Afuera, la tormenta de nieve se estaba desvaneciendo gradualmente. Mientras Wang Chong se dirigía a la sala de conferencias para encontrarse con Gao Xianzhi, en otra parte de la ciudad, se celebraba una conferencia diferente en secreto.

Pero en esta conferencia, no asistió un solo Tang, solo Khorasani y otros rebeldes.

"Gran general, has visto la fuerza de Tang. Los árabes fueron tan feroces y conquistaron tantos países, pero han sufrido derrota tras derrota. En solo unos pocos meses, ya han perdido más de un millón de soldados, lo cual es simplemente absurdo. Pero me preocupa que el Gran Tang se retire un día, y una vez que los árabes regresen, todos seremos asesinados y todo esto pasará ”, dijo preocupado un líder rebelde.

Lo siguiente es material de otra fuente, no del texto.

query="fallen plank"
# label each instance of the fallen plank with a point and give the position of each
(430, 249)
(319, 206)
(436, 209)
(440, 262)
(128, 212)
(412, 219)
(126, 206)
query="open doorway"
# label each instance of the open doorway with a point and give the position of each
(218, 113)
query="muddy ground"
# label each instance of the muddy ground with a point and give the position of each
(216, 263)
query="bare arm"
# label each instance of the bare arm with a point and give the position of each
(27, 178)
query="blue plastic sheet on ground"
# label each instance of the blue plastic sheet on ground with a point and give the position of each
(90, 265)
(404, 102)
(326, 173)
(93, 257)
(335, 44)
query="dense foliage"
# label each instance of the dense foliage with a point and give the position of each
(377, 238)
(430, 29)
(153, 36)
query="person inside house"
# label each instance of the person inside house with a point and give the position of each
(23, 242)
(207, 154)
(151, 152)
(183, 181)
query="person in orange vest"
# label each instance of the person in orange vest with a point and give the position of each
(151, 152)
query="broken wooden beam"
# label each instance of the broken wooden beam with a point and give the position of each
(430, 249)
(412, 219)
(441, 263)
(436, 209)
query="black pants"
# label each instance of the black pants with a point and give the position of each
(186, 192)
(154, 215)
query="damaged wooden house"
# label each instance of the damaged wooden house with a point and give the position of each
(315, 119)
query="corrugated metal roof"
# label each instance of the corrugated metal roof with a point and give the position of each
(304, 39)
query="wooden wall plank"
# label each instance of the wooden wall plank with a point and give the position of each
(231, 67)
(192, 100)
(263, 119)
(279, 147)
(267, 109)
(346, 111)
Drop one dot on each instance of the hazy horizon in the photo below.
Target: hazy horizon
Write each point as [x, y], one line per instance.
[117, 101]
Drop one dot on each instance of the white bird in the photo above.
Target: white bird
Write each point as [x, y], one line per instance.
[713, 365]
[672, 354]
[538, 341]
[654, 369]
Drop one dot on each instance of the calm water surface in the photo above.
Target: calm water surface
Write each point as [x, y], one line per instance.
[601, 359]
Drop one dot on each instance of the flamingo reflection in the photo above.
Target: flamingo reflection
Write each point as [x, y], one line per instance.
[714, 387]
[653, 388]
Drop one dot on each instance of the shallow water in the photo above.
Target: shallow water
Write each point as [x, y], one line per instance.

La victoria del ejército de coalición en la batalla de la noche anterior había resultado en la muerte de entre cinco y seiscientos mil soldados árabes, una victoria importante como nunca antes. Pero los soldados rebeldes todavía estaban increíblemente preocupados, incluso en pánico. Cuanto más fácil era una victoria, más preocupado estaba de que pudiera escaparse.

Aunque el ejército de coalición había logrado vencer por completo el asalto árabe y establecer con éxito su propia base de poder bajo los ojos de los árabes, nadie sabía cuánto tiempo podría durar esta paz. Ninguno de ellos podía aceptar convertirse una vez más en esclavos de los árabes.

"¿Pero no ha aceptado el general Wang liderar nuestro ejército de coalición? Y el Tang solo logró con gran dificultad llegar a este punto. ¿Crees que realmente se retirarán?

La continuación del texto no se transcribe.